Iniciativa de José Nunes pretende regulamentar Constituição
O deputado José Nunes (DEM) pretende regulamentar o artigo 6o da Constituição da Bahia, que dispõe sobre a macrodivisão territorial do estado, adequando-a às necessidades da administração pública moderna e ao grau de desenvolvimento socioeconômico da Bahia. A sua proposta foi consubstanciada num projeto de lei complementar protocolado no último dia 24. Ele entende que a regionalização é o processo racional de promoção da integração econômica e social dos municípios.

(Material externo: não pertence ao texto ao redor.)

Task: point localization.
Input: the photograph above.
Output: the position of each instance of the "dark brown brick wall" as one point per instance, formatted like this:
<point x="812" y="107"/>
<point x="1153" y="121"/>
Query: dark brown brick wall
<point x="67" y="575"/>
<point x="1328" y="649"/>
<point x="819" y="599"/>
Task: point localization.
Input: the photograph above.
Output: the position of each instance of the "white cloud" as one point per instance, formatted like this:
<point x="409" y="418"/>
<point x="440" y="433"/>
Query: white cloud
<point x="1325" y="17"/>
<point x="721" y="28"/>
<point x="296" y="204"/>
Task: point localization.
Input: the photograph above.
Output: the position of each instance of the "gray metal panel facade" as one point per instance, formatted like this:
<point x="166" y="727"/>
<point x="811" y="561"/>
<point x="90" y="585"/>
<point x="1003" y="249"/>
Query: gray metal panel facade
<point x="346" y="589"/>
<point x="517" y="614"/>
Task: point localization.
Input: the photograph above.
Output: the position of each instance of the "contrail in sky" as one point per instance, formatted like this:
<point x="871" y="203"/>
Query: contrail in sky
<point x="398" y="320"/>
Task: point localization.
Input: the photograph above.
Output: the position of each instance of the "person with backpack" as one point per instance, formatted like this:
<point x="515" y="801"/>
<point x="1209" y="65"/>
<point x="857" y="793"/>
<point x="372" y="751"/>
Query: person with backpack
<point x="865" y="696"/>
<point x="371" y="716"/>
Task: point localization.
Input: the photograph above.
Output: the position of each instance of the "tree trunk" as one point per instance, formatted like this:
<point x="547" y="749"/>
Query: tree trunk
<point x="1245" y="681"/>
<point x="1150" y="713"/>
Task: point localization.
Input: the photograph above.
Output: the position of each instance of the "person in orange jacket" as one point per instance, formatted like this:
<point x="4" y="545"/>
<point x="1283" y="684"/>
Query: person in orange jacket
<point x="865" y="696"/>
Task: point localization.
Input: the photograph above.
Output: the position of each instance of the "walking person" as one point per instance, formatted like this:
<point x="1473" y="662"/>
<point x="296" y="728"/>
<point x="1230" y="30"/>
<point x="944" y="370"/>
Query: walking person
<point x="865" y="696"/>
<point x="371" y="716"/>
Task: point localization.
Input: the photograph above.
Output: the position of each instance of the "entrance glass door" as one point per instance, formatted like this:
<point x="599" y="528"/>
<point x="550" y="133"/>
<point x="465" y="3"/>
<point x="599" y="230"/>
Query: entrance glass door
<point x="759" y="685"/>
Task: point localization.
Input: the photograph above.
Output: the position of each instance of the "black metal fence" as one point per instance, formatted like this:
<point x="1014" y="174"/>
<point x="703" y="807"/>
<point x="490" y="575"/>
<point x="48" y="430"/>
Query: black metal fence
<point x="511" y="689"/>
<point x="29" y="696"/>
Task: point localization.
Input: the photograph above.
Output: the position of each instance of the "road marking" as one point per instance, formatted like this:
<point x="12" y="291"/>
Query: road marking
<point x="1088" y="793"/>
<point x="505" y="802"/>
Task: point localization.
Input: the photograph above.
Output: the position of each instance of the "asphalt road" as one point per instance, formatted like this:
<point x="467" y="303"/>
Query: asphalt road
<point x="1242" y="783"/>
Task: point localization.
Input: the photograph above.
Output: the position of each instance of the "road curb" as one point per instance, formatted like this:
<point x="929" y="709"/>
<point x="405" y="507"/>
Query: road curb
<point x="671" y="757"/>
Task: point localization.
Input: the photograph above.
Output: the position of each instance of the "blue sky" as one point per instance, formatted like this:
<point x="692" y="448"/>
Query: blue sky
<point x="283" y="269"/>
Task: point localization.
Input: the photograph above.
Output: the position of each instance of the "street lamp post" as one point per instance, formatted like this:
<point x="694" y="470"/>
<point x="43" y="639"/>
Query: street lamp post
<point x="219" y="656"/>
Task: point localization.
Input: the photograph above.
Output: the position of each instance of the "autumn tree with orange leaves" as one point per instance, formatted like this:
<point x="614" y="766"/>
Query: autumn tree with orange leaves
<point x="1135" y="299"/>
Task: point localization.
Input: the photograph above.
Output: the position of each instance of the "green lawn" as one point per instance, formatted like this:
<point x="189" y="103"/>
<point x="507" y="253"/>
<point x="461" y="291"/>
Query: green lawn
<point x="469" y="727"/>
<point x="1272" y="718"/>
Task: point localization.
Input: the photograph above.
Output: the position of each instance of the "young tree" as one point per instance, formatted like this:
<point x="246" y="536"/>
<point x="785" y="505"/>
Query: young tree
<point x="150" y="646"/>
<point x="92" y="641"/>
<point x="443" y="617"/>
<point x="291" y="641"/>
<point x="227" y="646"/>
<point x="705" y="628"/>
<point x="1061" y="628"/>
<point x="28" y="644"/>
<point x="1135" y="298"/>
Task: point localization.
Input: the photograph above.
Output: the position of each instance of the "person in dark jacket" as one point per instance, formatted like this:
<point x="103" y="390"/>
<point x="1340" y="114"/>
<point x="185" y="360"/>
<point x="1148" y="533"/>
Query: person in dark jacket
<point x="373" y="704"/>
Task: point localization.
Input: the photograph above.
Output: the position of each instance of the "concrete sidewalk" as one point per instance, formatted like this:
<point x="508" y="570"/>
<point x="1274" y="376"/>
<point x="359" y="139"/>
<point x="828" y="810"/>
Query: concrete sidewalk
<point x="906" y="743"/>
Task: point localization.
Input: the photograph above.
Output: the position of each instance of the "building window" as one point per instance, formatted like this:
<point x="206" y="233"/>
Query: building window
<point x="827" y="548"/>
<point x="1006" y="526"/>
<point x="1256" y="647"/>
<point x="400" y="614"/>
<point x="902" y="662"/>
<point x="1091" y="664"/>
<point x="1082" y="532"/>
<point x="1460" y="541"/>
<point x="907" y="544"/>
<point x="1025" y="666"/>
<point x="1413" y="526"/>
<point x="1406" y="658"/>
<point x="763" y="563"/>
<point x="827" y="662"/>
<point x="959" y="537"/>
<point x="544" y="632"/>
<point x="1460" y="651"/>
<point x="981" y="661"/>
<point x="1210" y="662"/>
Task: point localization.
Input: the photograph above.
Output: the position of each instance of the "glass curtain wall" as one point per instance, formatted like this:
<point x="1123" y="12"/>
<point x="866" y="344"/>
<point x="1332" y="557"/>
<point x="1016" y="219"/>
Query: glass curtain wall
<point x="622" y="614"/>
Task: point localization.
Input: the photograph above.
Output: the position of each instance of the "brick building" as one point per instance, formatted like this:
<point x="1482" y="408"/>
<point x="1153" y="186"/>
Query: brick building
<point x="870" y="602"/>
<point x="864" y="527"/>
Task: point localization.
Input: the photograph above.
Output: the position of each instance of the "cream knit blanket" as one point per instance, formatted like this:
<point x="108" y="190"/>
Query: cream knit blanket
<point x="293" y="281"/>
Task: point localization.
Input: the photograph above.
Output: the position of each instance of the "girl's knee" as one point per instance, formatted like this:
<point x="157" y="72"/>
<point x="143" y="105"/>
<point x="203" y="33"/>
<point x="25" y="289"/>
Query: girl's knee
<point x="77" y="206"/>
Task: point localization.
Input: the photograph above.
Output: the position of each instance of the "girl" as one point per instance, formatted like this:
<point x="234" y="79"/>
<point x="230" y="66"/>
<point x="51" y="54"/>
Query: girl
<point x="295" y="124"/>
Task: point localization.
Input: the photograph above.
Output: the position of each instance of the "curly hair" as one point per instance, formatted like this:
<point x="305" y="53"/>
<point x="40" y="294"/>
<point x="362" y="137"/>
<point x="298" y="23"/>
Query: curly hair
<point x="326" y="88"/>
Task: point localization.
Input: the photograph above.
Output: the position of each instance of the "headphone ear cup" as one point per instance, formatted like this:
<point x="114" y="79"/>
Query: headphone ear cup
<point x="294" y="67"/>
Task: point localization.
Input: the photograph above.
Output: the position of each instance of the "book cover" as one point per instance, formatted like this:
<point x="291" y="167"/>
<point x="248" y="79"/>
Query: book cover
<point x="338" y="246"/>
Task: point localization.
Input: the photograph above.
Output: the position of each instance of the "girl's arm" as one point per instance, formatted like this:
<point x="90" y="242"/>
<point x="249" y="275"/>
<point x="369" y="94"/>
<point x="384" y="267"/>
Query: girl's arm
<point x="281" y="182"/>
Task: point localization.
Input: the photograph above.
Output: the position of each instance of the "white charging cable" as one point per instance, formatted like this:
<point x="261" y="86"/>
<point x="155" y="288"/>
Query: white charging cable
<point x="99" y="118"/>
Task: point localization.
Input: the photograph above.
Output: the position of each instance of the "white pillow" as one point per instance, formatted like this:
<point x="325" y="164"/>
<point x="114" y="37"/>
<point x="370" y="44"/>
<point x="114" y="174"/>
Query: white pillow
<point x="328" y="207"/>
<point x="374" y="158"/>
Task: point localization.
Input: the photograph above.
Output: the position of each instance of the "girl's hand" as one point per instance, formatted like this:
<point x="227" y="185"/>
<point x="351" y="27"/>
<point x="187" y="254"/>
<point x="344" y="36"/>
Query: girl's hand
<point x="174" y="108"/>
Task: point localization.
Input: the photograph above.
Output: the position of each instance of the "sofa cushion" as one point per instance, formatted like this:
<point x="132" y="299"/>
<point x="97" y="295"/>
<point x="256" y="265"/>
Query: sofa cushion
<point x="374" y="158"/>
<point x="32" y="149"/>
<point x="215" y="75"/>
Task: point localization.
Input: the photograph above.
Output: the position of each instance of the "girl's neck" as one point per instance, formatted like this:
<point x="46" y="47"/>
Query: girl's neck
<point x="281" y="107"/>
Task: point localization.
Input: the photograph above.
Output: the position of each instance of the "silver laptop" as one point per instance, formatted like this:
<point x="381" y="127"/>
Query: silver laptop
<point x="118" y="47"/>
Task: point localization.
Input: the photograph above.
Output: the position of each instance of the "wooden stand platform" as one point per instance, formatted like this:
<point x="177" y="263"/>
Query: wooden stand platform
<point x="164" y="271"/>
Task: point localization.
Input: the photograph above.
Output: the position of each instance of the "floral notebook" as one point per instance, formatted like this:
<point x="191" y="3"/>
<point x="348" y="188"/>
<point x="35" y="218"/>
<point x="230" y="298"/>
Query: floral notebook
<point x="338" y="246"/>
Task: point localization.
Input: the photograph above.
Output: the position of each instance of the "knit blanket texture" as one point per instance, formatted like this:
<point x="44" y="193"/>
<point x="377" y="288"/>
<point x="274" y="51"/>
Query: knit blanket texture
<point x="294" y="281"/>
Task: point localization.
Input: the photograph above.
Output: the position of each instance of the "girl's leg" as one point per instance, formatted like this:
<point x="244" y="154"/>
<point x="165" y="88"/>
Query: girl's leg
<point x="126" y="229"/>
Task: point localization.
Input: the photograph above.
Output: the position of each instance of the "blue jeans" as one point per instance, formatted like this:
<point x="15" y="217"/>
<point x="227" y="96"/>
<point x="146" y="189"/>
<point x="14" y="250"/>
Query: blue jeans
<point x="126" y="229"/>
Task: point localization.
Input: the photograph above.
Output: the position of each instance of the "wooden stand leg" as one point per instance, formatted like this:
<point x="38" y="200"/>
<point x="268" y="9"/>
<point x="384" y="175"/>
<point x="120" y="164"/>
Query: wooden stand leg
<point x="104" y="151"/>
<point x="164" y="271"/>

A proposição prevê a existência de uma região metropolitana, uma região de aglomeração urbana e 33 microrregiões administrativas. Logo no artigo primeiro ele define os conceitos que usou para o estabelecimento dessa diferenciação e em três anexos inseriu todos os 417 municípios da Bahia em uma das situações que o projeto de lei complementar prevê.
Para a região metropolitana a definição exige o agrupamento de municípios limítrofes, com expressiva densidade demográfica, intensas relações de natureza econômica e social e elevado grau de urbanização entre si, contando com uma aglomeração, cidade-pólo regional ou capital do estado comandando a integração regional, e apresentando considerável grau de especialização nas ofertas. Na Bahia, apenas a região de Salvador preenche esses requisitos.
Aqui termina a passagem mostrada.